You can add buttons to your event to send the event to the unscheduled list. If you haven't made buttons in DayBack before, it's very simple, and you'll find instructions here: Custom Button Actions. The code for your button named "Make Unscheduled" would look like this:

You can also use this code in any of the Event Action triggers, like On Event Click or On Field Change.

Checkboxes

(This only works on Salesforce or FileMaker calendars; you can't expose "unscheduled" as a checkbox in Google or MS365 calendars.)

You can also expose the field you're using for "unscheduled" in the custom fields drawer in DayBack. If you format this field as a checkbox, you'll be able to send an item to the unscheduled list by clicking that checkbox and then clicking save.

MS365 Calendars

As with Google Calendar, you don't need to do anything in field mapping to enable "unscheduled," though you do have to turn on unscheduled for each calendar as described in step 2. above. IN MS365, the flag for an item being unscheduled is stored in categories as "DayBack Unscheduled." This means you can make an item unscheduled in MS365 itself by applying that category to an event.


Changing the Display of Unscheduled Items

Overview

You can change the way events appear when they're in the unscheduled list, and change the way the event popover looks as well.

Default Display Behavior

By default, unscheduled events will have the same popover they do in the calendar.

The text shown for each event will treat the first line as white text and render the rest of the event's text (up to eight additional lines) in light gray.
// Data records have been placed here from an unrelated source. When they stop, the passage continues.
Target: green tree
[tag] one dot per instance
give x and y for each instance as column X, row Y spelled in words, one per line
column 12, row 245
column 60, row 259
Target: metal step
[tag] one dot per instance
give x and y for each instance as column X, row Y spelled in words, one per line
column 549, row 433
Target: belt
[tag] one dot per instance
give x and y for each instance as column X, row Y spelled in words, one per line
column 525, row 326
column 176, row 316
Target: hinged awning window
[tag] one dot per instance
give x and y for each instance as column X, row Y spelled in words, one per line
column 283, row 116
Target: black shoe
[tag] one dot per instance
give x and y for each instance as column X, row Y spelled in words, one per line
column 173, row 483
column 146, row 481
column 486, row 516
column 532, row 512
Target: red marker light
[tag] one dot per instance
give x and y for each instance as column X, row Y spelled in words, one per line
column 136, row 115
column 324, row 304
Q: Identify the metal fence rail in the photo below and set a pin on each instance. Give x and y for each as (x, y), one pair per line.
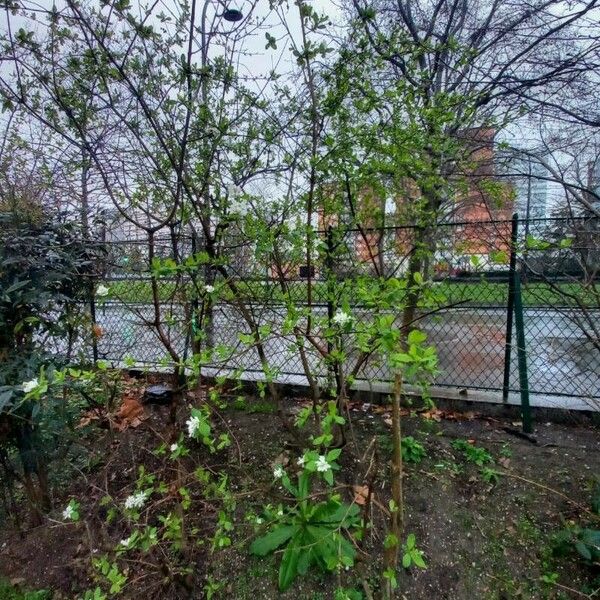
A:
(471, 268)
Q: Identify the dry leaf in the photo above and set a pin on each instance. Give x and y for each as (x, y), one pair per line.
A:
(361, 493)
(130, 413)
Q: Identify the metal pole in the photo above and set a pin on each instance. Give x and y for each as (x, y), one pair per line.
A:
(93, 319)
(510, 306)
(208, 313)
(522, 355)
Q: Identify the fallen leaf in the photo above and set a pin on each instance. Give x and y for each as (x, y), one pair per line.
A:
(361, 493)
(130, 413)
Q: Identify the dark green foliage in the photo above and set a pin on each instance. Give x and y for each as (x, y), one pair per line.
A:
(412, 451)
(475, 454)
(313, 534)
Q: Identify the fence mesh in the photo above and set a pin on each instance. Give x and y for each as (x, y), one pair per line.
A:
(557, 260)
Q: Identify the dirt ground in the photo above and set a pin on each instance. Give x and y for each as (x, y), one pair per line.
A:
(481, 539)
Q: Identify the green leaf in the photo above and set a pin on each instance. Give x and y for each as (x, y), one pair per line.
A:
(267, 543)
(289, 564)
(583, 550)
(5, 397)
(417, 557)
(416, 337)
Any CSS or HTML you add to the event display will be respected.

To the left of the item, you'll see a small dot with the status color of the event.

Customizing the Display

You'll customize the way unscheduled events display using CSS. If you haven't changed DayBack's CSS before, you'll find an introduction here: Editing DayBack's Appearance. The key to modifying the display of items and popovers in the unscheduled list is that these items are wrapped in their oen unscheduled-specific CSS classes.
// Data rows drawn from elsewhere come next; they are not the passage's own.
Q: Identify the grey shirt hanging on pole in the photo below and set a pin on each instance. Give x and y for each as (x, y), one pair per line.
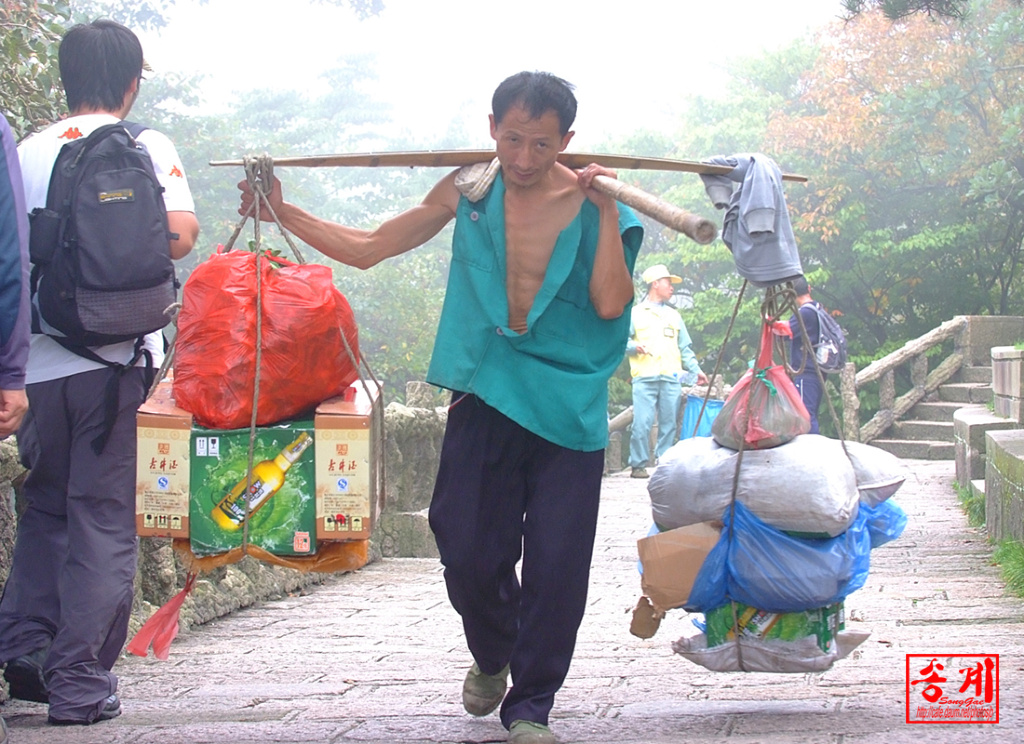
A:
(756, 226)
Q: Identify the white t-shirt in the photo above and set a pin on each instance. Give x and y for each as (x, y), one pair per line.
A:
(47, 359)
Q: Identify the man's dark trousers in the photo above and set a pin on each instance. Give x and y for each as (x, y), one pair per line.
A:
(503, 492)
(74, 564)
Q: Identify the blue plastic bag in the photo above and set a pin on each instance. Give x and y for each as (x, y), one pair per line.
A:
(763, 567)
(691, 410)
(885, 522)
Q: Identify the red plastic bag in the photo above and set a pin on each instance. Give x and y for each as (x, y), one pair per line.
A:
(764, 409)
(304, 359)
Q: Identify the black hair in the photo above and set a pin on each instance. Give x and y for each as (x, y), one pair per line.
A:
(538, 93)
(98, 62)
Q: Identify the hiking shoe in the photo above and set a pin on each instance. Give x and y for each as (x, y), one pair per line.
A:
(112, 709)
(482, 693)
(526, 732)
(25, 677)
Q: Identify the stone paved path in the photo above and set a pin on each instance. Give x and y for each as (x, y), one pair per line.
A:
(377, 656)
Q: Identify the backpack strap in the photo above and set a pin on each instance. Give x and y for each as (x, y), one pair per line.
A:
(112, 395)
(134, 128)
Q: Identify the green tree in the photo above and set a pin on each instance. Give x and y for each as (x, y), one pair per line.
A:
(912, 135)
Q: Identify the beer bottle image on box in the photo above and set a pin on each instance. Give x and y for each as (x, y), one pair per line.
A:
(267, 479)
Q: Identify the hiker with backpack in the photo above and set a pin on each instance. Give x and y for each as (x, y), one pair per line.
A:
(826, 341)
(111, 208)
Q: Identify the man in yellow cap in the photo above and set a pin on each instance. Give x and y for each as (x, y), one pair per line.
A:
(658, 349)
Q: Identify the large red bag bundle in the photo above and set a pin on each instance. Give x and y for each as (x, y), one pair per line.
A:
(304, 359)
(764, 409)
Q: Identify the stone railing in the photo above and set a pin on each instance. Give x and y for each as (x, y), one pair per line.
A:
(973, 337)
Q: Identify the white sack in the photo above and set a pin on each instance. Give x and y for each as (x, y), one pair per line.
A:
(772, 655)
(880, 474)
(806, 485)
The list itself is wrapped in a class named "unscheduled." Use that to style items in the list or to change which fields show up when an item is unscheduled. For example, you may want to show the location of an event when it's in the unscheduled list but you don't need to see that once it's in the calendar. You'd give that field a class name like "loc" and then use this CSS to show it in unscheduled and hide it in the calendar (make sure the unscheduled part comes after the calendar part):

.calendar .loc {

display: none;

}

.unscheduled .loc {

display: block;

}

The popover is also wrapped in the unscheduled class, so you can have the popover behave differently when an item is unscheduled. Maybe you have a custom button in your popover called "Ship Order," and you want to remove that button when an item is in the unscheduled list. Give the button a class named "shipOrderButton" and then use this code to remove it from the popover when the item is unscheduled:

.unscheduled .shipOrderButton {

display: none;

}

Remove fields from the popover the same way. Maybe the date and time fields don't make sense for an unscheduled event. You can hide them like this:

.unscheduled .dateTime {

display: none;

}

The same classes work for tooltip items, so you can also have those look different for unscheduled events.
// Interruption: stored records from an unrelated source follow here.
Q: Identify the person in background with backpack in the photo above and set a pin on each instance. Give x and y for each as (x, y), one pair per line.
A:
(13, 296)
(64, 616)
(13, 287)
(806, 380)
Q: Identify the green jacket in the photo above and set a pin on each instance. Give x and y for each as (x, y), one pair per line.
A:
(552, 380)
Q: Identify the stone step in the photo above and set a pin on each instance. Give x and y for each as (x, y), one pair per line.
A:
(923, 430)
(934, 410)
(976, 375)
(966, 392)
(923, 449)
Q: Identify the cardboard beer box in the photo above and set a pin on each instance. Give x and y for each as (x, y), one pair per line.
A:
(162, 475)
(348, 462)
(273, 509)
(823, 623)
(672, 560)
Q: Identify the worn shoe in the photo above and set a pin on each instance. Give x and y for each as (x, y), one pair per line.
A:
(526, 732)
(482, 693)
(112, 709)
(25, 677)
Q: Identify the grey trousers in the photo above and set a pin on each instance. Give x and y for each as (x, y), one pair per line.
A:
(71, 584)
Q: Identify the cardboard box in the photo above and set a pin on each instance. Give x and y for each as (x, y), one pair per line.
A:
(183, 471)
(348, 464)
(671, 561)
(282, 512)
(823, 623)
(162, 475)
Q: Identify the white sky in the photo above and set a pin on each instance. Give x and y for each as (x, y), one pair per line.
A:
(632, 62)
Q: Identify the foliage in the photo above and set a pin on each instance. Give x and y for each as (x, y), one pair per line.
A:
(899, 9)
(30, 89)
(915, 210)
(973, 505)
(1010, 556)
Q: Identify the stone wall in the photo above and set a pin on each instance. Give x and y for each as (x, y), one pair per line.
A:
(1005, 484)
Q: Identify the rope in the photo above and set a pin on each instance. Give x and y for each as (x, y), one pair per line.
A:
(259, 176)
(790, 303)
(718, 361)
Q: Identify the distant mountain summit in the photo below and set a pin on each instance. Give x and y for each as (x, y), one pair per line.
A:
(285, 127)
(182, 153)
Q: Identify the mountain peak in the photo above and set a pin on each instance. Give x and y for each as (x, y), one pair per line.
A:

Custom Actions and Behaviors for Unscheduled Items

You can read and write an event's unscheduled property in your custom actions as you would any other event property. The syntax is event.unscheduled and it's supported in the dbk.addEvent() and dbk.addEvents() helper functions. More on these functions here.


Misc Items

  • The unscheduled list is not shown in Public Bookmarks.
  • We've updated the tooltip function to make tooltips look better in the unscheduled list. If you added tooltips to your DayBack before Unscheduled was released (April 4th 2023), you may want to use the new syntax that includes "edit: event" published here: tooltips.
  • In FileMaker, choosing to sort unscheduled events by creation date (not start date) will work, but DayBack will first sort these by FileMaker tablegit and then by creation date.